Electro Freeze is an Ali Group brand specializing in the manufacturing of frozen dessert machines including soft serve machines, shake machines, slush machines, and batch freezers, and is a division of H.C. Duke & Son LLC. It is most known for being the soft serve machine used by Dairy Queen, Carvel, and Sonic Drive-In, as well as many other soft serve ice cream establishments.

== History ==
Electro Freeze was founded in 1929 by Charles Ericson. The trucks of Mister Softee's are equipped with Electro Freeze soft-serve machines. The H.C. Duke & Son LLC company purchased Electro Freeze in 1969. In 2003, the Ali Group (ALI HOLDING SRL) bought H.C. Duke & Son LLC.

In September 2022, Victoria Campbell was named the president of Electro Freeze.

== Partnerships ==
Electro Freeze has distribution locations across the United States of America and partners with various distributors across Canada, Europe, and other locations internationally.

In February 2020, Electro Freeze teamed up with Zink Foodservice as its regional selling partner. They will represent Electro Freeze in markets across Ohio, Michigan, Northern Kentucky, Northern Illinois, Wisconsin, West Virginia, Indiana, and Western Pennsylvania.
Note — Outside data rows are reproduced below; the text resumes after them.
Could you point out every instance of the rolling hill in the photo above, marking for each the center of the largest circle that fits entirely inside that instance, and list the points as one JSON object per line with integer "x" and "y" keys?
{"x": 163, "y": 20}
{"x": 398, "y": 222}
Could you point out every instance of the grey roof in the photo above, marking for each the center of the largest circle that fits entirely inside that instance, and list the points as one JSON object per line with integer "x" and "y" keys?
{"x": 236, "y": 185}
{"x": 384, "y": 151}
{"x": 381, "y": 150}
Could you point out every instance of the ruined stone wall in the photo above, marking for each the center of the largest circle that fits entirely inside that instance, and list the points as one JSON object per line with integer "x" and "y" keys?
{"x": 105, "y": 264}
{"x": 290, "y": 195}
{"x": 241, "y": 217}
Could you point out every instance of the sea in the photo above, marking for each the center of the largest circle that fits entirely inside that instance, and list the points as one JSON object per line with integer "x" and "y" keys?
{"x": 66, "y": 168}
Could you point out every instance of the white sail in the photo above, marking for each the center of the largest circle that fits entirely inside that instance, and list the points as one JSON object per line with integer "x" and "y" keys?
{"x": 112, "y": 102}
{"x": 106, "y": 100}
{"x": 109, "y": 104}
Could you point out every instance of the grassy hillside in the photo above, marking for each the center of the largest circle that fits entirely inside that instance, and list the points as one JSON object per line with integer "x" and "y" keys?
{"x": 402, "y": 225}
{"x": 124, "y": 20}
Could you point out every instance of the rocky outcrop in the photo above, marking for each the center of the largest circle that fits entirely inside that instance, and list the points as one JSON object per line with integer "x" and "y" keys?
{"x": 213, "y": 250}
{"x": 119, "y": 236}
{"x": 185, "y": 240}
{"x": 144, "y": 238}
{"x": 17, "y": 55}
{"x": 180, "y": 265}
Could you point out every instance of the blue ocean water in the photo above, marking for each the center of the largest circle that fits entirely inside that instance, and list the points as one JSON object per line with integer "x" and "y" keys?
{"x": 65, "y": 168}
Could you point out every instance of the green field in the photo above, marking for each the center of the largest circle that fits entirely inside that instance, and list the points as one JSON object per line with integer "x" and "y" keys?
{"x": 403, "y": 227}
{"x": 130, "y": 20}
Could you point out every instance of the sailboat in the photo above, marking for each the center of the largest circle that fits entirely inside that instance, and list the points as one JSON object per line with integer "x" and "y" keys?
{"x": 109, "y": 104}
They are a part of the following industry associations: North American Association of Food Equipment Manufacturers, National Ice Cream Retailers Association, and the National Restaurant Association.

==Products and services==
Electro Freeze is a manufacturer of machines for soft serve yogurt, soft serve ice cream, shake, slush & smoothie frozen beverages, and frozen cocktails.

The 30T-RMT Pressurized Twist Freezer is one of their soft serve machines. In May 2014, Electro Freeze introduced the first soft serve machine to produce 9 soft serve flavors, the 44RMTFB 9 Flavor Fuzionate, and premiered the machine at the National Restaurant Association Show in Chicago, IL on May 17-20, 2014.